This time last year I was spending my last night in Nicaragua with my husband and 8 other members of our church. We were on a mission trip and had spent time spreading the gospel of Christ in 3 different villages over the course of 7 days. We enjoyed the time we spent there so much and one small village in particular stole all of our hearts. The village was extremely poor, very rustic, no electricity and most of the homes had dirt floors and no doors - just openings. Dogs, chickens and even pigs roamed freely about outside and inside the homes. The church was very primative and the walls were wooden slats that had openings in them that let rain and bugs and other critters in. I was very much out of my element and comfort zone. The entire experience was very enlightening and very humbling. We had such an awesome time of praise and worship with a people who were so hungry for God. The look of joy on their faces was priceless. A happy people whose circumstances were anything but... One night at an open air meeting the presence of the Lord was so heavy that we could actually smell a sweet aroma like the Rose of Sharon. It was nothing short of amazing.
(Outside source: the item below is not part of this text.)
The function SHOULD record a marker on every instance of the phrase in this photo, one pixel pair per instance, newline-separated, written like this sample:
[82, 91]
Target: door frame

It was an experience that I will never forget. Just the fact that I even got on an airplane was a miracle. I am terrified of heights and had never flown before and was absolutely scared to death. But I clearly heard the Lord tell me that I was to go on this trip, so I certainly didn't want to be disobedient. When we boarded the plane, I felt like I was dreaming. I couldn't believe I was actually on an airplane! I didn't mind the takeoff but I hated being " in the air". Every time the plane would bounce, I got so scared. Every sound, every ding had me on edge. I told someone later on that if I had known for certain that the plane wasn't going to crash, I could have enjoyed flying more!
Well, we promised that village that we were going to build them a new church and that we would come back to dedicate it. The church is almost finished and we are scheduled to return on January 3rd. Here I go again. I know the Lord intends me to go, so once more I will board an airplane in faith. I will return to a land with no electricity and no running hot water. I will sleep out in the open during the rainy season. Nothing glamourous about it. Every day is a bad hair day. The food situation is another story...But it is the least I can do for my Lord. He gave His life for me. I can sacrifice the "good life" for Him. Spreading the gospel. Sowing the seed. Receiving a harvest of joy.